Jesús asiente la cabeza, ante la pregunta de la Bibliotecaria. No entendí muy bien. ¿Qué es eso del “dominio”? ¿Quizás alguna especie de fuente de información? Tiene sentido, si es algo muy avanzado para nosotros, le sería más fácil interpretar como padre. Pero si el espíritu santo no existe, ¿Qué embarazó a la madre de Jesús? ¿Hermafroditismo, tal vez?

“Ltenio, ¿Estás bien” me pregunta inquieta la doctora. “Sí, sólo que aún no escucho lo que quiero oir, cómo regresar a casa”. La Bibliotecaria prosiguió con su explicación:

“Los viajes en el tiempo están prohibidos por las enseñanzas del “manto de responsabilidad”. Pero ustedes lo realizaron sin querer, así que es justo que vuelvan. Su IA Beka ya tiene las coordenadas para la apertura de la brecha desliespacial, pero Jesús debe quedarse para conectarse con el dominio, y readaptar los parámetros de la brecha para enviarlos de regreso a través de la señal de interferencia que mi marido está usando y usará para liberarse de su prisión.” 
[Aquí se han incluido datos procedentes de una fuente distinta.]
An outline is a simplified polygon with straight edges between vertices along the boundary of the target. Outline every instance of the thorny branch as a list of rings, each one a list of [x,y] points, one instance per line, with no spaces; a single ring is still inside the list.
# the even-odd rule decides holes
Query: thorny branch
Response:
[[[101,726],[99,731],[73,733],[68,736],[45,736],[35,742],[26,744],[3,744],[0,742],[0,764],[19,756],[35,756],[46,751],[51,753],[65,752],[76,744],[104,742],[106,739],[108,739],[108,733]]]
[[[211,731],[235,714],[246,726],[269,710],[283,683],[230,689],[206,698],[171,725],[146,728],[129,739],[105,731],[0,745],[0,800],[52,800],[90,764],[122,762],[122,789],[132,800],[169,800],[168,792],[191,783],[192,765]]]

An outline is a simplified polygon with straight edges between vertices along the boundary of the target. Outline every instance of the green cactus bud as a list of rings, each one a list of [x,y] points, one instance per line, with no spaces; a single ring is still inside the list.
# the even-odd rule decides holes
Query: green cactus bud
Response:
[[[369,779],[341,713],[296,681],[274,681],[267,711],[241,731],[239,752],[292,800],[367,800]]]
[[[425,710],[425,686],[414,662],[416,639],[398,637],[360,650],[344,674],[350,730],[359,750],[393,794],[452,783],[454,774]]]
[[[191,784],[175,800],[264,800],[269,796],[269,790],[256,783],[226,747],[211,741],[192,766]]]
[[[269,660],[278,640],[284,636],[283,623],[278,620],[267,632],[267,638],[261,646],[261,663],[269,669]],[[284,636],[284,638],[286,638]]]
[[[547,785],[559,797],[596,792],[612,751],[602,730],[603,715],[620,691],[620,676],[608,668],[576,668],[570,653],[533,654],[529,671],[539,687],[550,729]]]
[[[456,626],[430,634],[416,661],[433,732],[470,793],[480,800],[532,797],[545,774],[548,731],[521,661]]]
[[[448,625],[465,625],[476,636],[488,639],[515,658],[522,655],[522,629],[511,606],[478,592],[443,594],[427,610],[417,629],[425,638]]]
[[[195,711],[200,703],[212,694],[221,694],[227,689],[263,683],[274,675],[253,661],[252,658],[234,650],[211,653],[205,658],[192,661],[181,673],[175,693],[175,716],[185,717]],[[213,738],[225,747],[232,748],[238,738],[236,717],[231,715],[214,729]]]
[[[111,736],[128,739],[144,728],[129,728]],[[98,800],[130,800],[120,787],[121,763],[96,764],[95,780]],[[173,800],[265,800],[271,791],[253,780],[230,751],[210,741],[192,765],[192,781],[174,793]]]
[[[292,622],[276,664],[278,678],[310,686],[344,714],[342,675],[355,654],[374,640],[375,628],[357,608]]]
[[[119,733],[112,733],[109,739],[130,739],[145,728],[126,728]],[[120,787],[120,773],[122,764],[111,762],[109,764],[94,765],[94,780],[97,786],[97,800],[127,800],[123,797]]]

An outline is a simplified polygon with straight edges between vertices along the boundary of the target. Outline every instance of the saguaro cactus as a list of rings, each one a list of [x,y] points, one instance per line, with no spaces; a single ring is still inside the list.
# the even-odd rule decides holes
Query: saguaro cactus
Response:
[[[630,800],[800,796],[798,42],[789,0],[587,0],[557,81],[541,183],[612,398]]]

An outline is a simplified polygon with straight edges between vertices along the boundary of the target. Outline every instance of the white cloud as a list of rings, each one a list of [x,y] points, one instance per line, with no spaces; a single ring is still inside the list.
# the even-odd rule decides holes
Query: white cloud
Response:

Se refería al Didacta, responsable del incidente de New Fenix en la Tierra, en el año 2557. El jefe maestro lo liberó sin saber que era una trampa, al intentar comunicarse con la Infinity para su rescate. Sabíamos qué no hacer, y qué no tocar para dejarlo donde está, pero aún no sabía cómo regresar a la nave. Ya sabemos cómo regresar a casa, pero no podíamos comunicarnos con la Serenity por culpa de la interferencia. Vemos a la Bibliotecaria desaparecer. Toda la habitación vuelva a la normalidad. La Doctora Lena extrae la matriz de Beka de la consola. Jesús extiende su mano, pidiendo amablemente la matriz. La Doctora Lena duda por un instante, no sabía lo que pretende el nazareno. Sin embargo, en un acto de fe, se lo entrega. 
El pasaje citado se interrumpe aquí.